Arya menunduk masygul, lalu berkata," Aku tidak menyangka kelak Majapahit benar-benar runtuh. Apakah Majapahit yang menjadi kerajaan Hindu-Buddha terakhir?"

"Hm... kalau kerajaan Hindu-Buddha memang Majapahit yang terakhir. Kalau yang coraknya Hindu masih ada Kerajaan Blambangan yang terakhir di Pulau Jawa. Kerajaan itu merupakan masa depan tempat tinggal kita—Wirabhumi, yang sekarang masih jadi kerajaan vasal. Wirabhumi akan bangkit pada akhir era Majapahit menjadi Kerajaan Blambangan. Pusatnya akan berada di Panarukan, Lumajang, Kedaton Baluran, kemudian Macanputih." Aku pun mengakhiri penjelasanku sebelum mengerutkan kedua alis karena tercenung dengan ilmu sejarah yang mengalir begitu saja dari bibir. Padahal tadinya ingatanku mengabur bak dihalang oleh asap pembakaran yang hitam.

"Kapan Majapahit benar-benar runtuh?" Pertanyaan Arya membuatku memutar otak lagi, mencari-cari memori yang terselip.

Hampir satu tahun aku tinggal di negeri antah-berantah ini tanpa membawa buku yang bisa mengasah otakku.
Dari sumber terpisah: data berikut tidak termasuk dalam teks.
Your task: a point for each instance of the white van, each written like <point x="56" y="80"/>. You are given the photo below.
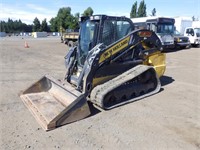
<point x="193" y="34"/>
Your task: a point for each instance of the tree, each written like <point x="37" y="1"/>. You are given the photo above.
<point x="54" y="25"/>
<point x="153" y="12"/>
<point x="88" y="12"/>
<point x="64" y="20"/>
<point x="142" y="9"/>
<point x="44" y="26"/>
<point x="36" y="25"/>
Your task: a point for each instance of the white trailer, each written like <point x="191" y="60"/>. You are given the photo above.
<point x="181" y="23"/>
<point x="196" y="24"/>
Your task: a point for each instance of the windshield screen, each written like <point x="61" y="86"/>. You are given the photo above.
<point x="177" y="33"/>
<point x="197" y="31"/>
<point x="165" y="28"/>
<point x="86" y="39"/>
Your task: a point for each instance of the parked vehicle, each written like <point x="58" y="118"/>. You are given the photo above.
<point x="194" y="35"/>
<point x="188" y="28"/>
<point x="70" y="37"/>
<point x="180" y="40"/>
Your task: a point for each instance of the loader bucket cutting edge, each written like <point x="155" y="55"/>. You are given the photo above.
<point x="54" y="104"/>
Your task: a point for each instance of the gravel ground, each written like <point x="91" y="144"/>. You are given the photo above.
<point x="167" y="120"/>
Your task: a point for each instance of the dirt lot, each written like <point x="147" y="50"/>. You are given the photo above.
<point x="167" y="120"/>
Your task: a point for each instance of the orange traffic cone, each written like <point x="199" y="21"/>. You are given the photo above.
<point x="26" y="45"/>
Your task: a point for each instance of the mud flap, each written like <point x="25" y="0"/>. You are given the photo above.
<point x="54" y="104"/>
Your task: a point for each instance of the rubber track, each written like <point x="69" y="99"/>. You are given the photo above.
<point x="99" y="92"/>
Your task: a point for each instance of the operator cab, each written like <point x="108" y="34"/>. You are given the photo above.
<point x="100" y="29"/>
<point x="94" y="30"/>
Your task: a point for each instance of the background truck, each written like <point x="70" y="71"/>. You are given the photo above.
<point x="162" y="26"/>
<point x="188" y="28"/>
<point x="70" y="37"/>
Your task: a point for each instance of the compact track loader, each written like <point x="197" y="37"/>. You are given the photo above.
<point x="112" y="65"/>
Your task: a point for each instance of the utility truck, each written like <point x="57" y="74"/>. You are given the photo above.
<point x="188" y="28"/>
<point x="162" y="26"/>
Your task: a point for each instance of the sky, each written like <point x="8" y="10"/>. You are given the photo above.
<point x="29" y="9"/>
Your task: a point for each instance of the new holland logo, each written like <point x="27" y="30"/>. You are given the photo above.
<point x="114" y="49"/>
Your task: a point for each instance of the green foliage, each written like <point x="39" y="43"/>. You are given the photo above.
<point x="44" y="26"/>
<point x="142" y="9"/>
<point x="14" y="26"/>
<point x="64" y="20"/>
<point x="36" y="25"/>
<point x="133" y="13"/>
<point x="88" y="12"/>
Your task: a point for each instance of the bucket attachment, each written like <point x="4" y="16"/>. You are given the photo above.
<point x="54" y="104"/>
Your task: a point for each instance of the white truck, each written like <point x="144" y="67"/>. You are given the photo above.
<point x="188" y="28"/>
<point x="162" y="26"/>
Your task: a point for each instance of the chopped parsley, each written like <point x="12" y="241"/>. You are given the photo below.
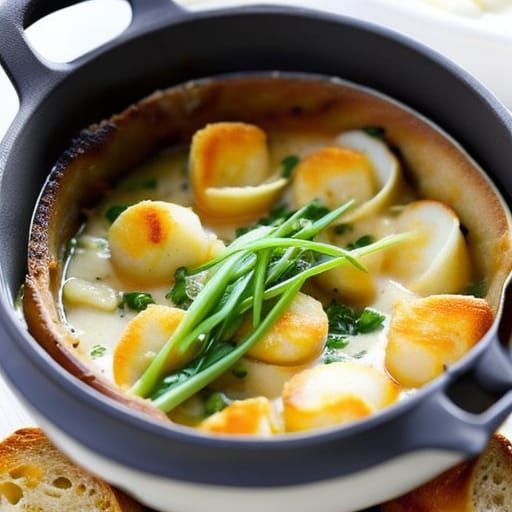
<point x="369" y="320"/>
<point x="336" y="341"/>
<point x="375" y="131"/>
<point x="138" y="301"/>
<point x="344" y="321"/>
<point x="185" y="288"/>
<point x="288" y="165"/>
<point x="97" y="351"/>
<point x="114" y="211"/>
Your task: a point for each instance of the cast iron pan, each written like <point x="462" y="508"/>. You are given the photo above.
<point x="163" y="46"/>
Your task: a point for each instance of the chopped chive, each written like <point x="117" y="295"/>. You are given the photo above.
<point x="216" y="402"/>
<point x="342" y="229"/>
<point x="288" y="165"/>
<point x="137" y="183"/>
<point x="239" y="373"/>
<point x="362" y="241"/>
<point x="138" y="301"/>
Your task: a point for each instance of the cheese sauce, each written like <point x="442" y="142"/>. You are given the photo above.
<point x="165" y="178"/>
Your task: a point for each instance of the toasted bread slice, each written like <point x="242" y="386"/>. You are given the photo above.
<point x="36" y="477"/>
<point x="480" y="485"/>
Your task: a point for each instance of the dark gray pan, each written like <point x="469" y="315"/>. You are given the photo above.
<point x="163" y="46"/>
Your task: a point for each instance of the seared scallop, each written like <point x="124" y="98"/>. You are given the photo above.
<point x="426" y="335"/>
<point x="253" y="416"/>
<point x="335" y="394"/>
<point x="386" y="169"/>
<point x="151" y="239"/>
<point x="333" y="175"/>
<point x="358" y="167"/>
<point x="141" y="341"/>
<point x="230" y="171"/>
<point x="297" y="337"/>
<point x="436" y="258"/>
<point x="254" y="378"/>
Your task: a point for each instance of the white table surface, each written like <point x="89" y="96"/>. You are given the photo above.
<point x="67" y="36"/>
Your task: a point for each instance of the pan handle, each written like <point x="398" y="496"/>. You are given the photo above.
<point x="30" y="73"/>
<point x="439" y="423"/>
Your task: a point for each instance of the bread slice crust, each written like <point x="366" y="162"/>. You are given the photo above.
<point x="36" y="477"/>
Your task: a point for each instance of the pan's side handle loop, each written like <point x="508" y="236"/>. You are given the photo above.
<point x="438" y="422"/>
<point x="22" y="65"/>
<point x="30" y="72"/>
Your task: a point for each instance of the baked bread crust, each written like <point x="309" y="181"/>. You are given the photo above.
<point x="480" y="485"/>
<point x="35" y="476"/>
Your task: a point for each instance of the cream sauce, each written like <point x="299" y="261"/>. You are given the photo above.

Jadi wajarlah kalau aku melupakan pelajaran sejarah tentang kerajaan-kerajaan Nusantara meski aku sempat menggemarinya.

"Ah ya! Aku ingat, Majapahit benar-benar berakhir pada tahun 1527 Masehi, akibat kalahnya Dyah Ranawijaya yang memberontak pada Demak. Waktu pemberontakan itu terjadi, Majapahit sudah menjadi kadipaten bawahan sejak dipimpin Bhre Kertabhumi."

Pembicaraan itu buyar ketika Biyung membuka pintu kemudian masuk rumah dengan tergopoh-gopoh. Aku dan Arya pun menghentikan perbincangan berat yang tengah kami selisik. Samar-samar aku mendengar kebisingan di halaman.

"Ada pemuda aneh yang dituduh mencuri kuda milik Patih!" kata Biyung.

Kami bertiga segera melesat keluar rumah. Benar saja, ada seorang pemuda yang dipegang oleh rāma. Di belakangnya, banyak warga yang gaduh menghakimi lelaki itu.

Dari postur tubuhnya, pemuda itu sangat familier.

"Itu Pranaja!" teriakku sambil menerobos kerumunan itu. "Ya ampun Pranaja! Kepalamu bisa dipenggal!"